Sticking with the list theme of a previous post, here are seven reasons why I’d suggest taking on a History of Art degree. Enjoy!
7. You’re doing something different
There’s not a lot of people that can actually say they have a degree in History of Art, so it’d be an interesting conversation starter. Join us, we have everything from Rembrandt to Duchamp and will usually (always) have a bottle of wine on hand (if it’s the wine that catches your attention, you’ll be pleased to know the HoA Society organise regular socials which involve a lot of wine… and other beverages of course).
6. Interesting topics
Who likes doing statistical analysis? I mean, I praise those who can do it (literally well done), but I much prefer analysing the use of an Ionic column on a 19th century government house in Calcutta.
5. Study abroad
We have the chance to spend a year in Paris. I mean, if that’s not a dream of anyone who loves culture I don’t know what is.
4. So much variety
You’re opened up to so much. Never read Wölfflin? You will. Never analysed Cindy Sherman? You will have the chance to. Never listened to Martin Luther King’s speech and thought: I wonder what art this encouraged? You will. Never looked at a painting by Caravaggio and thought, is there a painting underneath this painting? You guessed it, you will also probably do that.
3. Careers support
Yes, it will open your options up to jobs in museums or galleries and whatnot, but it will also help you to develop skills that can be transferred to a wide spread of careers. For example, essay writing in exams develops your use of language, presentations encourage your ability to showcase ideas and analytical skills ensure you know how to argue and how to question.
2. Amazing tutors
All our tutors dedicate their life to art historical research. While this means that some of your required books are written by your tutor (which can be intimidating), it also means you get first class help and support. What more could you want?

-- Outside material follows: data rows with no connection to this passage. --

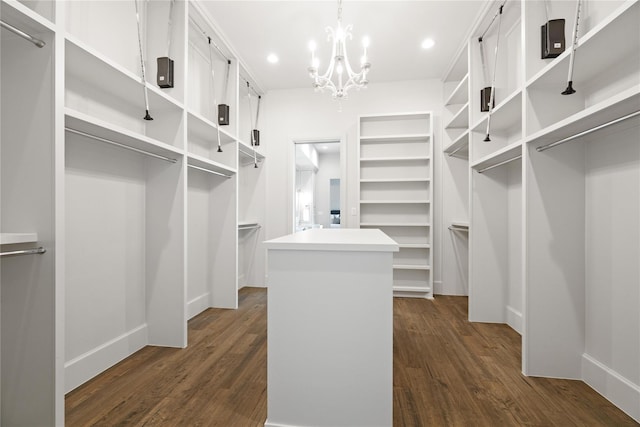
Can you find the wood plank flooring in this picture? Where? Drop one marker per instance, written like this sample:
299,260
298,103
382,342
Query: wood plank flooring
447,372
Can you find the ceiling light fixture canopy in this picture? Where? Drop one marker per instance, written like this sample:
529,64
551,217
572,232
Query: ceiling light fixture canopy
339,65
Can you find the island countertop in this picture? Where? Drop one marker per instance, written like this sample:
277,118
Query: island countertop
344,239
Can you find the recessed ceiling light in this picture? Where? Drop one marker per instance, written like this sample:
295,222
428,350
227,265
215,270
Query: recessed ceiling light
428,43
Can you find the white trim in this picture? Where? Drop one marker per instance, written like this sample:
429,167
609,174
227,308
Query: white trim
514,319
198,305
86,366
614,387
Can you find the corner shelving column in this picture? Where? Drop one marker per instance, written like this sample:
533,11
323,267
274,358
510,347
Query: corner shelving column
213,170
395,181
455,178
251,217
31,338
495,228
125,189
582,206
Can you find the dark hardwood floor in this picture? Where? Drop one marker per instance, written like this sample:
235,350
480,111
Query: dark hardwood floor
447,372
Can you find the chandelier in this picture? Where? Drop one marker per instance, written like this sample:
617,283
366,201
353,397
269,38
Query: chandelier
339,66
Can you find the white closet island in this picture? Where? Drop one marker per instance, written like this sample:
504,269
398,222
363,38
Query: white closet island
330,325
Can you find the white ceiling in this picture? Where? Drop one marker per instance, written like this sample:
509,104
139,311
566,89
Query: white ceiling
395,28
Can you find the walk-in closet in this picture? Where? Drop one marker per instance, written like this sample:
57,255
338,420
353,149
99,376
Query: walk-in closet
485,154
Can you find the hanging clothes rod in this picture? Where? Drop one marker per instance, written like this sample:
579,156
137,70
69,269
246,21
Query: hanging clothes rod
249,227
117,144
493,19
28,37
250,85
499,164
220,51
37,251
248,154
586,132
453,153
209,171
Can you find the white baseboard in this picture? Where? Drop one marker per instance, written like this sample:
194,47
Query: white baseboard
268,423
198,305
613,386
514,319
88,365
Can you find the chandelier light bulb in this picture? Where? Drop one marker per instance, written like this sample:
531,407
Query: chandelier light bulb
339,76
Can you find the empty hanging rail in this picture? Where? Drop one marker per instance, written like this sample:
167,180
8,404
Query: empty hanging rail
28,37
36,251
586,132
118,144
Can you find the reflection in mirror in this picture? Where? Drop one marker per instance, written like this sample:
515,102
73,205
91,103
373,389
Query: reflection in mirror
317,185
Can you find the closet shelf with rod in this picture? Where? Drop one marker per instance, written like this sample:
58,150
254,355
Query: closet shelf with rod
36,41
500,157
459,147
35,251
206,165
16,238
86,64
613,108
96,129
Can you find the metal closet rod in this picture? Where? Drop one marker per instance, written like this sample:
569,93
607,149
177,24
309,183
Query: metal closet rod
193,21
117,144
249,227
586,132
452,154
36,251
499,164
244,79
28,37
209,171
492,20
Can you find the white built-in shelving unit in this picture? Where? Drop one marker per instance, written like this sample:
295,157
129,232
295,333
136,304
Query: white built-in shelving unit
553,196
395,188
115,230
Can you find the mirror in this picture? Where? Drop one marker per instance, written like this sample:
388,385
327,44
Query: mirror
317,185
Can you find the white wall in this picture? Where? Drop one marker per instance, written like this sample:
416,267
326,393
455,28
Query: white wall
613,254
302,114
328,168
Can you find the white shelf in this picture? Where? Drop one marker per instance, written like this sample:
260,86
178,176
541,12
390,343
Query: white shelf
16,238
209,165
459,147
86,64
506,115
204,129
395,224
393,202
391,138
24,18
395,180
410,267
510,152
394,116
461,119
615,107
101,129
392,159
245,154
606,44
460,94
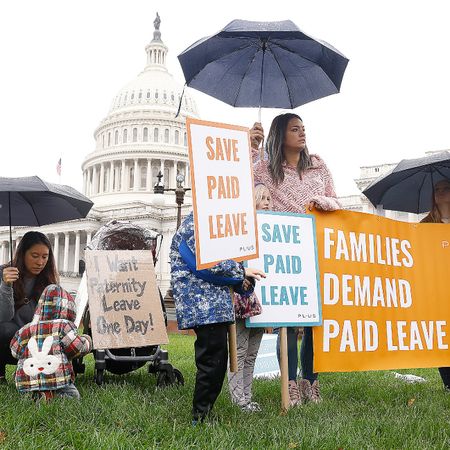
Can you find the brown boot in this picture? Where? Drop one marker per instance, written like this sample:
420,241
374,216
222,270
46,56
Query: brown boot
294,394
315,392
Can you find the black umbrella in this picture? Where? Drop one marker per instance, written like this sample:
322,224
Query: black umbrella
263,64
409,186
30,201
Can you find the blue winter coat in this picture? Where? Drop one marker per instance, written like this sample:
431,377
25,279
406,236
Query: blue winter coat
201,297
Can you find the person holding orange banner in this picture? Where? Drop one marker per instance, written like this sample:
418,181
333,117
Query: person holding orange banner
296,180
440,213
248,339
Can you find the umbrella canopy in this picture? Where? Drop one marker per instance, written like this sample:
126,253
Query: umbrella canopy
409,186
30,201
263,64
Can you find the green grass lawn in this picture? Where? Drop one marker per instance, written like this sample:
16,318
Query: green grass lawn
360,410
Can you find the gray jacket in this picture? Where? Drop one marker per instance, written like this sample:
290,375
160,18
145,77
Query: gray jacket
24,314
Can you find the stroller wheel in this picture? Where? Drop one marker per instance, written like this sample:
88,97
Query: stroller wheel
179,377
98,376
168,378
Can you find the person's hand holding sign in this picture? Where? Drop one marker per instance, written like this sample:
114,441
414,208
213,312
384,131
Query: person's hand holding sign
256,135
257,274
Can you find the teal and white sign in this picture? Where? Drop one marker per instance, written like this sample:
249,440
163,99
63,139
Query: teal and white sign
290,295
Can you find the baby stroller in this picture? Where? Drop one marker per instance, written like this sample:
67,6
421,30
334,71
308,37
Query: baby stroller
117,235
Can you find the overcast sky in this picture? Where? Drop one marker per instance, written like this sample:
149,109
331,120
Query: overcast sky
62,62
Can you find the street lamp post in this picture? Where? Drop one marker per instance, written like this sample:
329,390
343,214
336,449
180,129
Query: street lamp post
180,192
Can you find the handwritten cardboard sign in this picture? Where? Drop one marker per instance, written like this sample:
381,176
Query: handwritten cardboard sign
222,185
385,293
290,294
124,302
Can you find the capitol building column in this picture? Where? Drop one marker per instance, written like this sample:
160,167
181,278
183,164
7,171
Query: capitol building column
161,169
187,175
136,176
56,250
102,178
66,252
94,180
2,253
149,175
123,179
173,178
111,176
77,252
84,183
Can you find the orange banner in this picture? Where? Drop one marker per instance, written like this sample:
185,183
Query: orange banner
385,293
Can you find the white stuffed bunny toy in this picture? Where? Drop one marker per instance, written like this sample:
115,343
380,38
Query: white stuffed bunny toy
40,361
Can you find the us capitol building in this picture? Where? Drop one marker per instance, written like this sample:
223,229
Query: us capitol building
138,139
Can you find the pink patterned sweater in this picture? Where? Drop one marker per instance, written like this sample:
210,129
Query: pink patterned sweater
294,194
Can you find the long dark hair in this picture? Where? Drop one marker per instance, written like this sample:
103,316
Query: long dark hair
274,148
435,214
49,274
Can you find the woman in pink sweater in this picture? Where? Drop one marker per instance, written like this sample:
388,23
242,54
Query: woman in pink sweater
297,180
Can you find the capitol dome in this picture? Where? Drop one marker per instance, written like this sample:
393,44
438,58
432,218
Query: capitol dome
141,136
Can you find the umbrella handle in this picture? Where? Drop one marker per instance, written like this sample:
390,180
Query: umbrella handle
261,149
10,231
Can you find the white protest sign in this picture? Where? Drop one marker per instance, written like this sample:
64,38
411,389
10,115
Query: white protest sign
124,302
81,300
290,295
222,185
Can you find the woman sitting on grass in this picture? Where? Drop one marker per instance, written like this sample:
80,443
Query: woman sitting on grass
22,283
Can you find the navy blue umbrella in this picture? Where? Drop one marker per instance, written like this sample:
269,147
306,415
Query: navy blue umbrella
30,201
263,64
409,186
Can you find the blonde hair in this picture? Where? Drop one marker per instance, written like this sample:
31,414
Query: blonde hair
260,189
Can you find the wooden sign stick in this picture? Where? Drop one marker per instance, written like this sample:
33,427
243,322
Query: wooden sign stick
284,369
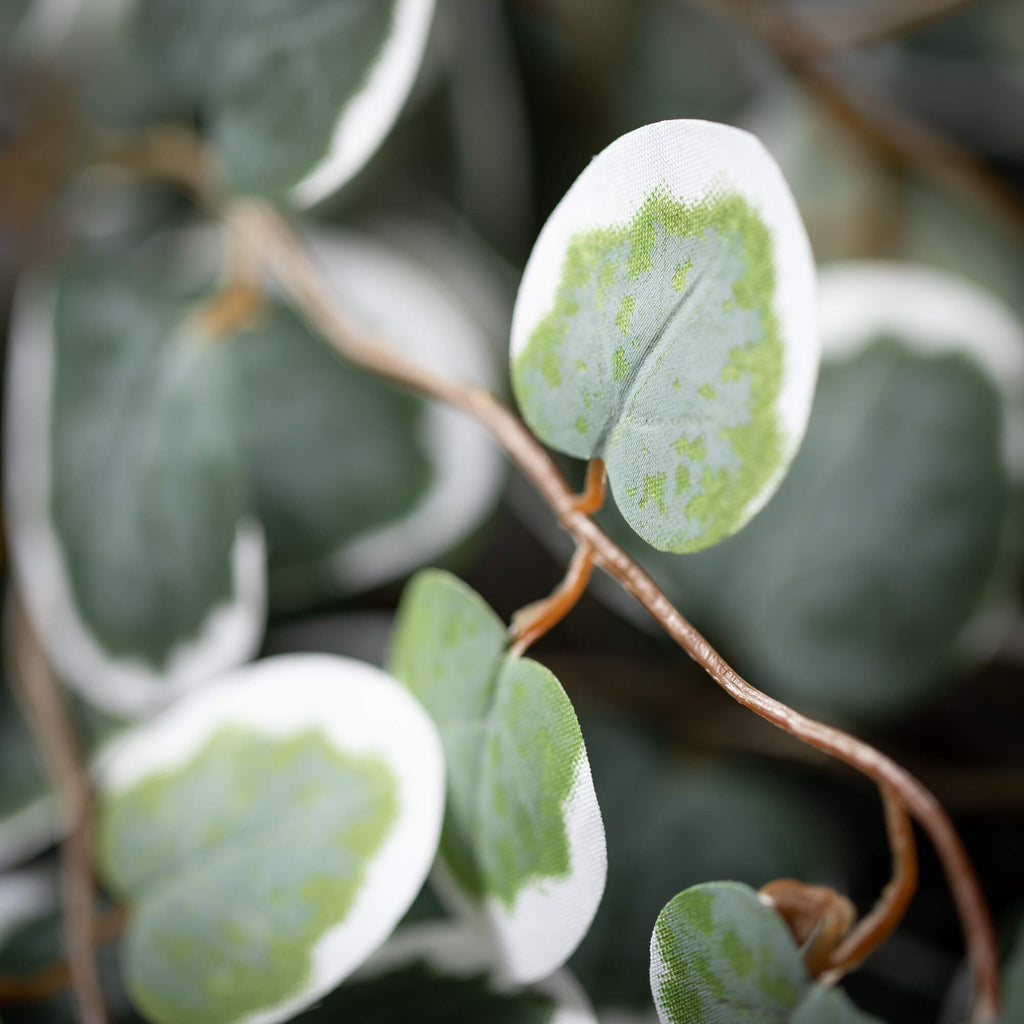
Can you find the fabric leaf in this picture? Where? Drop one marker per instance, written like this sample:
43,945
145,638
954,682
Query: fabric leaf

1. Weekly research seminars
The department put on weekly research seminars in which external academics present their ideas to students, staff and guests. In a recent one, I learnt about Mantegna and Bellini, both of whose art I adore, but have never really considered otherwise. Even though these are optional seminars, they deepen your knowledge of a wide range of subjects, while also being really fun (and of course, wine always follows)
Whether you’re interested in painting, sculpture, ceramics, architecture, literature, politics or even gender (including a number of other topics), History of Art is an incredible subject and I couldn’t recommend it more.